3. Defense Mechanisms: Victoria's Armor

The psychology of defenses explains how Victoria protected her fragile self.

Projection

Victoria projected her own emotional conflicts onto others. She blamed her children for their shortcomings, intolerant of their emotional weaknesses precisely because she recognized them in herself. Her fierce criticism of her son Edward masked her own fear of parental inadequacy.

Denial

After Albert's death, Victoria long denied the reality of this loss. She maintained his apartments exactly as he had left them, as if his absence were temporary. This denial allowed her to function but trapped her in complicated grief.

Rationalization

Victoria justified her prolonged isolation through arguments of royal dignity and moral propriety. Unconsciously, she rationalized severe depression by reframing it as conjugal virtue.

Sublimation

The Queen channeled her intense emotions into work, correspondence, and artistic patronage. This productive sublimation allowed Victoria to contribute culturally despite her inner distress.

Role Identification

Victoria merged her personal identity with her royal role, using the Crown as a bulwark against existential anxiety. This institutional anchoring stabilized her fragmented schemas.
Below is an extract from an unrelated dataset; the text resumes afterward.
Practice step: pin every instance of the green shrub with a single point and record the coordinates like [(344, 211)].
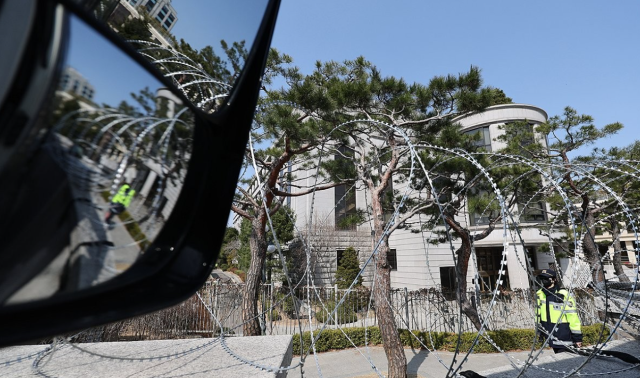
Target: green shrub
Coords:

4. CBT Lessons for Contemporary Practice

The psychological analysis of Victoria offers several relevant lessons for the CBT practitioner.

Recognition of Deep Schemas

Victoria illustrates how early emotional deficits durably structure the psyche. The practitioner must assess Young's schemas to identify dysfunctional core beliefs that perpetuate suffering.

The Importance of Elaborated Grief

Victoria's case demonstrates the dangers of untreated grief. An effective CBT approach to complicated grief involves gradually confronting the reality of loss rather than denying it. Gradual exposure to thoughts and memories – a process Victoria ignored – could have facilitated integration.

Work on Locus of Control

Victoria attempted to control the uncontrollable (death, others' feelings). An effective CBT intervention would have helped Victoria distinguish what she controls (her thoughts, her reactions) from what she does not (death, others' behavior).

Internal Coherence and Authenticity

The gap between the invulnerable public self and the fragile private self generated chronic tension. The CBT objective of alignment between thoughts, feelings, and behaviors would have required greater relational authenticity.

Psychological Acceptance

Rather than resisting the pain of Albert's absence, a CBT approach could have fostered acceptance: acknowledging pain as normal and acceptable, then continuing to live despite it.

Conclusion

Queen Victoria embodies the conflicts between public duty and private fragility, between compulsive control and traumatic abandonment. Her psychological profile reveals a woman imprisoned by her early schemas, using adaptive but ultimately limiting defenses.

CBT would offer a contemporary Victoria the tools to identify her limiting beliefs, gradually confront her fears, and build a life more congruent with her deepest values. Her story reminds us that even the most powerful are not immune to fundamental psychological vulnerabilities – and that awareness of these mechanisms is the first step toward transformation.